Laurel Hubbard, a 43-year-old trans-identified biological male from New Zealand, qualified to compete in women’s weightlifting at the Summer Olympics. Hubbard’s inclusion on the New Zealand team marks the first time a trans-identified athlete will compete in Olympic Games.

Hubbard’s inclusion, however, does not come without pushback from other competitors in the weight class. 

Belgian weightlifter Anna Vanbellinghen said allowing a trans-identified male athlete to compete in women's weightlifting is "unfair to the sport and to the athletes."

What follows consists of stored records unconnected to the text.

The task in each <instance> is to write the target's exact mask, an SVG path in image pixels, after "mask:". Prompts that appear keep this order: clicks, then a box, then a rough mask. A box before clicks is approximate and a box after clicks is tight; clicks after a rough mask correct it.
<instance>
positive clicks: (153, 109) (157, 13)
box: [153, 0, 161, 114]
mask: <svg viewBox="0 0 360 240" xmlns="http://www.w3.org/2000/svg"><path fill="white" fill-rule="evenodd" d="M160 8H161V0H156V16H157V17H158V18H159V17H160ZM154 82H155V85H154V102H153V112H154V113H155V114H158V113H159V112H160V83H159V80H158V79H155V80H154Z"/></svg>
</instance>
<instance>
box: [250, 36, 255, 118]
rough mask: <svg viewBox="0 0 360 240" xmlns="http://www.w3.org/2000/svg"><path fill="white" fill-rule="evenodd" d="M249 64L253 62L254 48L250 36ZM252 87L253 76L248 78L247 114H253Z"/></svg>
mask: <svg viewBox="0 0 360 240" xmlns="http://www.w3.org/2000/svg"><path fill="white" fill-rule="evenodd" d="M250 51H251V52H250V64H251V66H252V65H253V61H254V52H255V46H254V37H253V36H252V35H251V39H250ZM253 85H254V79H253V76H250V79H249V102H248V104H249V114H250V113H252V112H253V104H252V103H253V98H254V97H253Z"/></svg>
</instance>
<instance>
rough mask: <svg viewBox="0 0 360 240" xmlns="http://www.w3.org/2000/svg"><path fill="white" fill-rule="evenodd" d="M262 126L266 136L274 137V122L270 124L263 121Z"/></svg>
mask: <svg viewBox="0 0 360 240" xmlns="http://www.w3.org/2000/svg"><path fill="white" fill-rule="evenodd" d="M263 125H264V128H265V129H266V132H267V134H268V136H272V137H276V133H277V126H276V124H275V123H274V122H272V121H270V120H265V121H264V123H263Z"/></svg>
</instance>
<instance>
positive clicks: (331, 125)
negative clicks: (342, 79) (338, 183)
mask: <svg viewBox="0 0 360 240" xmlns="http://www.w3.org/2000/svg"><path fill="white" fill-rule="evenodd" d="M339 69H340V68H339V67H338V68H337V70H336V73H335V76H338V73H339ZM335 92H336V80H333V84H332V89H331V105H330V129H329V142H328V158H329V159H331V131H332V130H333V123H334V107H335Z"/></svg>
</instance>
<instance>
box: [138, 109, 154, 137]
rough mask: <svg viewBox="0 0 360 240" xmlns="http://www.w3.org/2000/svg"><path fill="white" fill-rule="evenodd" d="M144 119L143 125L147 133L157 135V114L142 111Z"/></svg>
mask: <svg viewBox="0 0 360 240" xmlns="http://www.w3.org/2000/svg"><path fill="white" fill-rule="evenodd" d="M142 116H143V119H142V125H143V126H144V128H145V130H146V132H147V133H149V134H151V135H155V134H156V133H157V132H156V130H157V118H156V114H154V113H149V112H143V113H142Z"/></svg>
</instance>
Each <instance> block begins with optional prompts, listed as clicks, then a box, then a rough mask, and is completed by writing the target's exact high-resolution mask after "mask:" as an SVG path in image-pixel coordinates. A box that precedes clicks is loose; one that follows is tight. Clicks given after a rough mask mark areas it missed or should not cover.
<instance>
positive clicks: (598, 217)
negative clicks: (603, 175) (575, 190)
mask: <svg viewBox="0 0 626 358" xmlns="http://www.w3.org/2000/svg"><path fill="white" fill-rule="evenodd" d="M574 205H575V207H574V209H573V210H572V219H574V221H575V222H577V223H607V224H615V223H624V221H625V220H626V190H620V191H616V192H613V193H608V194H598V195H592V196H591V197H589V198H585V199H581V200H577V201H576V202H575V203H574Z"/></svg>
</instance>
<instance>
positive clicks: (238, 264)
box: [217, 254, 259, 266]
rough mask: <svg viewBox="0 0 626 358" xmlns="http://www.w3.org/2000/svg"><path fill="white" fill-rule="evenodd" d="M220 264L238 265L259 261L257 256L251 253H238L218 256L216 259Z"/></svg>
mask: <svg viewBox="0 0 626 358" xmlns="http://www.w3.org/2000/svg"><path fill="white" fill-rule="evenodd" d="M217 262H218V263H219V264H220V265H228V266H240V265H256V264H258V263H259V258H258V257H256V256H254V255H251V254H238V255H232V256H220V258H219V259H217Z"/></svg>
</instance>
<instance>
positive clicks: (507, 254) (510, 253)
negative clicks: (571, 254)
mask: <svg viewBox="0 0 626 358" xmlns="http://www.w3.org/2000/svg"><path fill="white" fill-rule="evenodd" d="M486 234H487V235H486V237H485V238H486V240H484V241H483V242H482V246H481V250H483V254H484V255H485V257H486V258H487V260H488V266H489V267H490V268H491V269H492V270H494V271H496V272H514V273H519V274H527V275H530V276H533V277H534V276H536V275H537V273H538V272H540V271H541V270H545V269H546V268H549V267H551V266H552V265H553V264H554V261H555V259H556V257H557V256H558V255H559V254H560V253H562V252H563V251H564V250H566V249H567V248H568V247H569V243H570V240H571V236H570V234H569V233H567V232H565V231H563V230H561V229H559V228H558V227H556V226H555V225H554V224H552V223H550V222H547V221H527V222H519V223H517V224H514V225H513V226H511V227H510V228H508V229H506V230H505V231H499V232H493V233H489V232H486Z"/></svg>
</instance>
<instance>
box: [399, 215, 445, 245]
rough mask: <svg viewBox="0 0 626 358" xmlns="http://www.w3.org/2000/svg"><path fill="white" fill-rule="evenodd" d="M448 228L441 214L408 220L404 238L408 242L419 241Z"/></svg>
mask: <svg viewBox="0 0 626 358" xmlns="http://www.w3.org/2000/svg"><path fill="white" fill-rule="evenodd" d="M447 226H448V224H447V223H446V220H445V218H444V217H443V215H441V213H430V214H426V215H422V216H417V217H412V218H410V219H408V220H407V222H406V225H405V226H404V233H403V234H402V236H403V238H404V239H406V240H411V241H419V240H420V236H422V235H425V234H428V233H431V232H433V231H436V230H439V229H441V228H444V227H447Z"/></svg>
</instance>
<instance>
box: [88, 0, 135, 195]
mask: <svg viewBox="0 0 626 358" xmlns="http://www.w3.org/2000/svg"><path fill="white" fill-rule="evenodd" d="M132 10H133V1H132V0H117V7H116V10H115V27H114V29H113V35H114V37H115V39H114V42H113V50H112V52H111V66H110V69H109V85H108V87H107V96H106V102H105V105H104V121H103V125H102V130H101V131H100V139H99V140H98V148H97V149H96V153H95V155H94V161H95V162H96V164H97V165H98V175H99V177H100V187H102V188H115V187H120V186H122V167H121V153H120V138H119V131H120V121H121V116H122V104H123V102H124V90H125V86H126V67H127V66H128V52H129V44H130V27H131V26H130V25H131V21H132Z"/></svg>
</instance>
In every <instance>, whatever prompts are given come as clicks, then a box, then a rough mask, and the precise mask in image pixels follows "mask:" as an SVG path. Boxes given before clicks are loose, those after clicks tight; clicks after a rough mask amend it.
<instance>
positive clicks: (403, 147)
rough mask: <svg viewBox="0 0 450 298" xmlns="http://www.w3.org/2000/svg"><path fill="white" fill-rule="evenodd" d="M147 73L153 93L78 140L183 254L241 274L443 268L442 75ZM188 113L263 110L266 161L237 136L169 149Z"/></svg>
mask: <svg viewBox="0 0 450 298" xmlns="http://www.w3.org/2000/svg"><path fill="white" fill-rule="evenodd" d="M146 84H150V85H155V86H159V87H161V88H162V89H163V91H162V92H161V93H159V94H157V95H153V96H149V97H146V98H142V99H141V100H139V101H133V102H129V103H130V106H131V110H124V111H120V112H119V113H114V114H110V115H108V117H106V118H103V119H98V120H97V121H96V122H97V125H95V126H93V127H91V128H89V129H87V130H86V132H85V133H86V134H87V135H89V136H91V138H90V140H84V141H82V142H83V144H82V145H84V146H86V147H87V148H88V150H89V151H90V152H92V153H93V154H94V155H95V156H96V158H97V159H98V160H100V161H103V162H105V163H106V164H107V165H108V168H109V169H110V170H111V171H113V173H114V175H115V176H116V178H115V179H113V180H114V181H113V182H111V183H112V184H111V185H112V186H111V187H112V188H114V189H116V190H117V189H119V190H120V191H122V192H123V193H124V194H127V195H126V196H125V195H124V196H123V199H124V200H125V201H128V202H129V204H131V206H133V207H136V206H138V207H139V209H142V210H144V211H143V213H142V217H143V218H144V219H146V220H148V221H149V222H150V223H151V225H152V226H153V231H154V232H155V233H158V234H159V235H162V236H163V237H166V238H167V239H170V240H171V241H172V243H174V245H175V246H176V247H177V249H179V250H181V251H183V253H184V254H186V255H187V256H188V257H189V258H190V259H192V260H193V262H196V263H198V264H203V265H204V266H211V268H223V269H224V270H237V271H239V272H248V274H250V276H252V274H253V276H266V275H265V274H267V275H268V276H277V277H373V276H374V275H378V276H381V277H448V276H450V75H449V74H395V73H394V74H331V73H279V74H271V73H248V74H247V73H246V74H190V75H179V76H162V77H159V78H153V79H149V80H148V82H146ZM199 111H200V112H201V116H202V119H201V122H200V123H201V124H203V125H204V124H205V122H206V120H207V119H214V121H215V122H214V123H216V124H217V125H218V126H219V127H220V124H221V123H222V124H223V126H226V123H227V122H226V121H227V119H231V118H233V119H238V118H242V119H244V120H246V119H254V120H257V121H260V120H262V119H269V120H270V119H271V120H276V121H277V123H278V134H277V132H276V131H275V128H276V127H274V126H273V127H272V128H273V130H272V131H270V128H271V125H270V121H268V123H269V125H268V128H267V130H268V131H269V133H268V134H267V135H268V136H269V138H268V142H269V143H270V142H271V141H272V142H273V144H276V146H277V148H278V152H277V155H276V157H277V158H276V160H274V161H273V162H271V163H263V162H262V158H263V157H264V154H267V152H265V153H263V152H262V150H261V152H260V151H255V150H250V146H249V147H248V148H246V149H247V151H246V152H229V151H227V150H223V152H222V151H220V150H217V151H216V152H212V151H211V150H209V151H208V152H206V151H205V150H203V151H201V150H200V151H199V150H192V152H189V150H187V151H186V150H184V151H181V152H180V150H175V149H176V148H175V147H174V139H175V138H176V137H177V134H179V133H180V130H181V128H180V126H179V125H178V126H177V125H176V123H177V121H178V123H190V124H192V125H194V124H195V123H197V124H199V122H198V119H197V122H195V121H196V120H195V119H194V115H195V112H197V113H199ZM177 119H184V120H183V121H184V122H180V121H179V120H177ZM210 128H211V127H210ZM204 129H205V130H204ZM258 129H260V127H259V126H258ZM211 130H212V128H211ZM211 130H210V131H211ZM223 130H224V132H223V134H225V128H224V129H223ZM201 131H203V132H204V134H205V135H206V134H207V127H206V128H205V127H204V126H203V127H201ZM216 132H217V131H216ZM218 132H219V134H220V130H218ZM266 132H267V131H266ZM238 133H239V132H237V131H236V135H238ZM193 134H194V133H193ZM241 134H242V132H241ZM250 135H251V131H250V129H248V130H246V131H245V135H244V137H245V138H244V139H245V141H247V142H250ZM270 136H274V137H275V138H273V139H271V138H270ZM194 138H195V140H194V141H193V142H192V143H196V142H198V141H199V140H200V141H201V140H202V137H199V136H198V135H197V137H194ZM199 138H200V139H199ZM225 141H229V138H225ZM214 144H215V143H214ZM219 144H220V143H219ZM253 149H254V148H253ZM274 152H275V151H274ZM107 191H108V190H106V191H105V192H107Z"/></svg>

"I understand that for sports authorities, nothing is as simple as following your common sense, and that there are a lot of impracticalities when studying such a rare phenomenon. But for athletes, the whole thing feels like a bad joke," Vanbellinghen told the Olympic news website Inside the Games.

Across the U.S., conservative lawmakers are introducing bills aimed at prohibiting biologically male competitors from competing in female athletic competitions. About six states have passed such laws in 2021: Alabama, Arkansas, Mississippi, Montana, Tennessee and West Virginia. 

Idaho passed a similar measure in 2020 but has faced setbacks in the federal judiciary amid a lawsuit claiming such bills are discriminatory. 

Earlier this year, the NCAA threatened to pull championship tournaments and other events from states that pass laws prohibiting trans-identified individuals from competing in women’s sports. 

Last July, NCAA's Mark Emmert said during a congressional briefing that the NCAA has been working closely with the U.S. and International Olympic Committee in an effort “to keep our policies parallel around the participation of transgender athletes in intercollegiate athletics.”